Merke: Neobiedermeier ist ausgeprägter Egoismus gepaart mit Weinerlichkeit und dem Rat, auf die eigene Weinerlichkeit auch noch zu hören. Wenn man sich im Zustand permanenter Verzweiflung befindet, dann ist das Bauchgefühl für gewöhnlich auch im Zustand permanenter Verzweiflung. In dem Fall ist es ratsam, zur Abwechslung mal auf den Kopf zu hören. Nicht nur das Sein bestimmt das Bewusstsein, das Bewusstsein kann durchaus auch das Sein bestimmen. Aber der Neobiedermeier verabsolutiert lieber das Gefühl. EFF hat ja durchaus recht, dass uns unsere Entscheidungen niemand abnehmen kann, aber zwischen etwas tun und eine Entscheidung treffen gibt es einen Unterschied. Im letzteren Fall denkt man darüber nach und entscheidet zumindest, dass die unabsehbaren Konsequenzen ein angemessener Preis dafür sind, das zu tun, worauf man Lust hat. In gesellschaftlicher Dimension gedacht ist der Herr EFF einer, der Angela Merkel wahrscheinlich feiert. Sie feiert für die Entscheidung, „alle Menschen auf der Flucht nach Deutschland zu holen“ und zwar „aus einem Gefühl heraus“ und eben nicht auf Basis einer rationalen Überlegung. Damit macht man sich zum Wegbereiter für meine liebsten geistigen Energiesparleuchten, Stichwörter „Humanitarismus“ und „Gutmenschentum“. Aber auch Humanitarismus kann man argumentativ verteidigen. Der Neobiedermeier versperrt mit seiner Gefühligkeit aber diesen Weg.

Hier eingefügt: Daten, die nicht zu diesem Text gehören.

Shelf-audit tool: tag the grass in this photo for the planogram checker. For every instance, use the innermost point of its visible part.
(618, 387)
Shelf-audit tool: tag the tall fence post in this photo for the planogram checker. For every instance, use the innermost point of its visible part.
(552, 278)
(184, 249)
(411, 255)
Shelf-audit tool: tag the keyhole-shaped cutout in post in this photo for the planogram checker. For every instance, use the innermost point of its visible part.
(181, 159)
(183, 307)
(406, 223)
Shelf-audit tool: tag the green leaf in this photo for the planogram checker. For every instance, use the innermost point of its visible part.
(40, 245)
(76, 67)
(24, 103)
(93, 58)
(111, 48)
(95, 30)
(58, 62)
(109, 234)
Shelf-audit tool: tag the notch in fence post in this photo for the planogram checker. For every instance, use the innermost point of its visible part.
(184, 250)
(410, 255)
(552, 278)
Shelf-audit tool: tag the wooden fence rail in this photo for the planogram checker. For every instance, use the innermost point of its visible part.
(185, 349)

Damit nicht genug. Man könnte dieses Popgedudel ja zum Lachen finden, wenn es nicht zum Weinen wäre.

oh Sie weint, oh Sie weint, Sie weint,
aber nur, wenn Sie alleine ist, wenn Sie ist, wie Sie ist und was Sie ist

Musikalisch haut das Lied in die gleiche Kerbe. Textlich hat das Lied allein dadurch verloren, dass das beständige Wiederholen des Wortes „lacht“ für einen „Lalala“-Effekt sorgt. Sowas geht beim Eurovision Song Contest, an dessen Ende ich ohnehin nicht mehr nüchtern bin, als Schlusspunkt dieses kleinen musikalischen Ausflugs finde ich es ähnlich unterträglich.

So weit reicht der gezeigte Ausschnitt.